Spectrally Robust Covariance Shrinkage for Hotelling's $T^2$ in High Dimensions

TL;DR

This paper develops a new covariance shrinkage method for Hotelling's $T^2$ test in high-dimensional settings, achieving significant power improvements over existing methods through a variational approach and random matrix theory.

Contribution

It introduces a practical finite-sample shrinker that asymptotically maximizes test power and saturates theoretical bounds in high-dimensional regimes without restrictive assumptions.

Findings

Up to 50% power gain over competitors in simulations.

Method performs well on real-world data, including RSS dataset.

Theoretical analysis confirms asymptotic optimality of the shrinker.

Abstract

We investigate covariance shrinkage for Hotelling's $T^2$ in the regime where the data dimension $p$ and the sample size $n$ grow in a fixed ratio -- without assuming that the population covariance matrix is spiked or well-conditioned.
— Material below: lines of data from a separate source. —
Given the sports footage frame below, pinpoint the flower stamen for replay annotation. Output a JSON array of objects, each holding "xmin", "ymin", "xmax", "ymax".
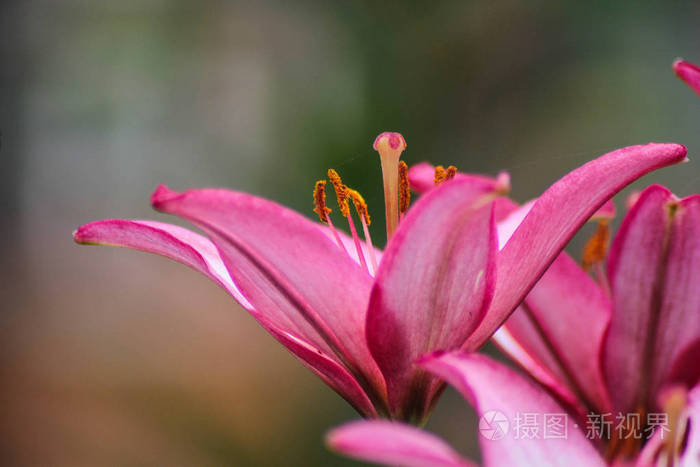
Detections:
[
  {"xmin": 433, "ymin": 165, "xmax": 447, "ymax": 186},
  {"xmin": 314, "ymin": 180, "xmax": 349, "ymax": 256},
  {"xmin": 581, "ymin": 219, "xmax": 610, "ymax": 271},
  {"xmin": 348, "ymin": 188, "xmax": 377, "ymax": 274}
]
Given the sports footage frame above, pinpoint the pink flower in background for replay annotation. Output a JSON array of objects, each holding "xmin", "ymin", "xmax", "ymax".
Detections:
[
  {"xmin": 495, "ymin": 185, "xmax": 700, "ymax": 466},
  {"xmin": 326, "ymin": 352, "xmax": 700, "ymax": 467},
  {"xmin": 673, "ymin": 58, "xmax": 700, "ymax": 95},
  {"xmin": 74, "ymin": 133, "xmax": 686, "ymax": 422},
  {"xmin": 409, "ymin": 165, "xmax": 700, "ymax": 460}
]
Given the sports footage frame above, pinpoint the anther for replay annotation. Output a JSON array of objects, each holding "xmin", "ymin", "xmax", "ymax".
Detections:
[
  {"xmin": 399, "ymin": 161, "xmax": 411, "ymax": 216},
  {"xmin": 581, "ymin": 219, "xmax": 610, "ymax": 271},
  {"xmin": 433, "ymin": 165, "xmax": 447, "ymax": 186},
  {"xmin": 314, "ymin": 180, "xmax": 332, "ymax": 224}
]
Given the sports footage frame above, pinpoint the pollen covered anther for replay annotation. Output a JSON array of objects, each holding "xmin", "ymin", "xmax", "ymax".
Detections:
[
  {"xmin": 399, "ymin": 161, "xmax": 411, "ymax": 215},
  {"xmin": 314, "ymin": 180, "xmax": 332, "ymax": 224},
  {"xmin": 581, "ymin": 219, "xmax": 610, "ymax": 271},
  {"xmin": 433, "ymin": 165, "xmax": 447, "ymax": 186},
  {"xmin": 328, "ymin": 169, "xmax": 350, "ymax": 217},
  {"xmin": 346, "ymin": 187, "xmax": 372, "ymax": 225}
]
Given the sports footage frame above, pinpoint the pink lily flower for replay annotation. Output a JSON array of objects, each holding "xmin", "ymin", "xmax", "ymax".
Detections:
[
  {"xmin": 673, "ymin": 58, "xmax": 700, "ymax": 95},
  {"xmin": 326, "ymin": 352, "xmax": 700, "ymax": 467},
  {"xmin": 74, "ymin": 133, "xmax": 686, "ymax": 422},
  {"xmin": 409, "ymin": 166, "xmax": 700, "ymax": 459},
  {"xmin": 495, "ymin": 185, "xmax": 700, "ymax": 459}
]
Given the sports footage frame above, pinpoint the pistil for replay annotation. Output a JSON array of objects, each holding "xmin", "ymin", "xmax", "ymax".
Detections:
[{"xmin": 373, "ymin": 132, "xmax": 406, "ymax": 241}]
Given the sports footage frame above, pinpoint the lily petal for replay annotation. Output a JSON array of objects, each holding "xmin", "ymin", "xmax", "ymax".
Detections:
[
  {"xmin": 326, "ymin": 420, "xmax": 475, "ymax": 467},
  {"xmin": 408, "ymin": 162, "xmax": 508, "ymax": 194},
  {"xmin": 673, "ymin": 59, "xmax": 700, "ymax": 95},
  {"xmin": 151, "ymin": 186, "xmax": 384, "ymax": 406},
  {"xmin": 367, "ymin": 180, "xmax": 497, "ymax": 420},
  {"xmin": 494, "ymin": 253, "xmax": 612, "ymax": 413},
  {"xmin": 467, "ymin": 143, "xmax": 687, "ymax": 350},
  {"xmin": 266, "ymin": 326, "xmax": 377, "ymax": 418},
  {"xmin": 604, "ymin": 185, "xmax": 700, "ymax": 411},
  {"xmin": 421, "ymin": 352, "xmax": 605, "ymax": 467},
  {"xmin": 73, "ymin": 219, "xmax": 376, "ymax": 417},
  {"xmin": 73, "ymin": 219, "xmax": 253, "ymax": 310},
  {"xmin": 680, "ymin": 385, "xmax": 700, "ymax": 467}
]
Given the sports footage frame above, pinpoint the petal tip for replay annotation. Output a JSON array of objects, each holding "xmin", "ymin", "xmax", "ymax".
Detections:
[{"xmin": 151, "ymin": 183, "xmax": 179, "ymax": 209}]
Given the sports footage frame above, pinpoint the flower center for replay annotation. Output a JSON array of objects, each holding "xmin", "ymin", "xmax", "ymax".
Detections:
[{"xmin": 314, "ymin": 132, "xmax": 457, "ymax": 275}]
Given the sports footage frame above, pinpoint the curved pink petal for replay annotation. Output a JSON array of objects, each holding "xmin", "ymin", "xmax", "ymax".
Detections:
[
  {"xmin": 680, "ymin": 385, "xmax": 700, "ymax": 467},
  {"xmin": 652, "ymin": 195, "xmax": 700, "ymax": 402},
  {"xmin": 603, "ymin": 185, "xmax": 674, "ymax": 411},
  {"xmin": 492, "ymin": 318, "xmax": 586, "ymax": 414},
  {"xmin": 408, "ymin": 162, "xmax": 510, "ymax": 193},
  {"xmin": 260, "ymin": 326, "xmax": 377, "ymax": 418},
  {"xmin": 421, "ymin": 352, "xmax": 605, "ymax": 467},
  {"xmin": 604, "ymin": 185, "xmax": 700, "ymax": 410},
  {"xmin": 467, "ymin": 143, "xmax": 686, "ymax": 350},
  {"xmin": 152, "ymin": 186, "xmax": 384, "ymax": 408},
  {"xmin": 326, "ymin": 420, "xmax": 475, "ymax": 467},
  {"xmin": 673, "ymin": 59, "xmax": 700, "ymax": 95},
  {"xmin": 73, "ymin": 219, "xmax": 376, "ymax": 416},
  {"xmin": 504, "ymin": 253, "xmax": 611, "ymax": 413},
  {"xmin": 367, "ymin": 180, "xmax": 496, "ymax": 420},
  {"xmin": 73, "ymin": 219, "xmax": 253, "ymax": 310}
]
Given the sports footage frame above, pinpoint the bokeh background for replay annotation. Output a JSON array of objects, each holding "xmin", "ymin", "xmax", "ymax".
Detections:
[{"xmin": 0, "ymin": 0, "xmax": 700, "ymax": 466}]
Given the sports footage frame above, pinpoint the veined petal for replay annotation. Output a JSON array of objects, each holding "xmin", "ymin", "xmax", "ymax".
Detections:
[
  {"xmin": 367, "ymin": 180, "xmax": 497, "ymax": 420},
  {"xmin": 467, "ymin": 143, "xmax": 686, "ymax": 350},
  {"xmin": 326, "ymin": 420, "xmax": 475, "ymax": 467},
  {"xmin": 408, "ymin": 162, "xmax": 507, "ymax": 194},
  {"xmin": 73, "ymin": 219, "xmax": 253, "ymax": 310},
  {"xmin": 673, "ymin": 59, "xmax": 700, "ymax": 95},
  {"xmin": 504, "ymin": 253, "xmax": 611, "ymax": 413},
  {"xmin": 652, "ymin": 195, "xmax": 700, "ymax": 397},
  {"xmin": 421, "ymin": 352, "xmax": 605, "ymax": 467},
  {"xmin": 603, "ymin": 185, "xmax": 680, "ymax": 412},
  {"xmin": 152, "ymin": 186, "xmax": 384, "ymax": 406},
  {"xmin": 259, "ymin": 326, "xmax": 377, "ymax": 418}
]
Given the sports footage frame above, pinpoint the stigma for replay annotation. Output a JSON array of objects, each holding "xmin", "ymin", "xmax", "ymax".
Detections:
[{"xmin": 372, "ymin": 131, "xmax": 406, "ymax": 241}]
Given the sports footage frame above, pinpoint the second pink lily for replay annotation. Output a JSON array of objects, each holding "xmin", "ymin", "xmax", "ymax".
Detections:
[{"xmin": 74, "ymin": 133, "xmax": 686, "ymax": 423}]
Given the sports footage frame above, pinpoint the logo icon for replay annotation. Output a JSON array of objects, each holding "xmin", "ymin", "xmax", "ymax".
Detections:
[{"xmin": 479, "ymin": 410, "xmax": 510, "ymax": 441}]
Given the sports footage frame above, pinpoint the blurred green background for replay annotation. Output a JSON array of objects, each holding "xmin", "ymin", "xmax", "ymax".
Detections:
[{"xmin": 0, "ymin": 0, "xmax": 700, "ymax": 466}]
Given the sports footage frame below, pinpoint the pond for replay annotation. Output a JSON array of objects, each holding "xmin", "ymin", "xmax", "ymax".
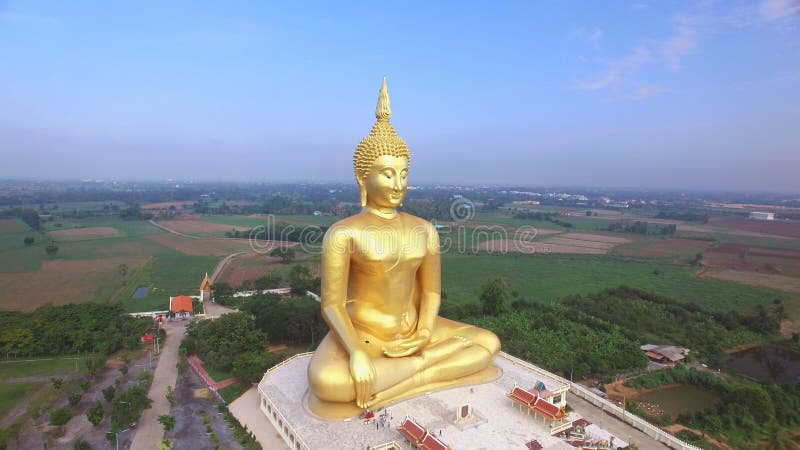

When $p/n\to\phi \in (0,1)$, we propose a practical finite-sample shrinker that, for any maximum-entropy signal prior and any fixed significance level, (a) asymptotically maximizes power under Gaussian data, and (b) asymptotically saturates the Hanson--Wright lower bound on power in the more general sub-Gaussian case. Our approach is to formulate and solve a variational problem characterizing the optimal limiting shrinker, and to show that our finite-sample method consistently approximates this limit by extending recent local random matrix laws. Empirical studies on simulated and real-world data, including the Crawdad UMich/RSS data set, demonstrate up to a $50\%$ gain in power over leading linear and nonlinear competitors at a significance level of $10^{-4}$.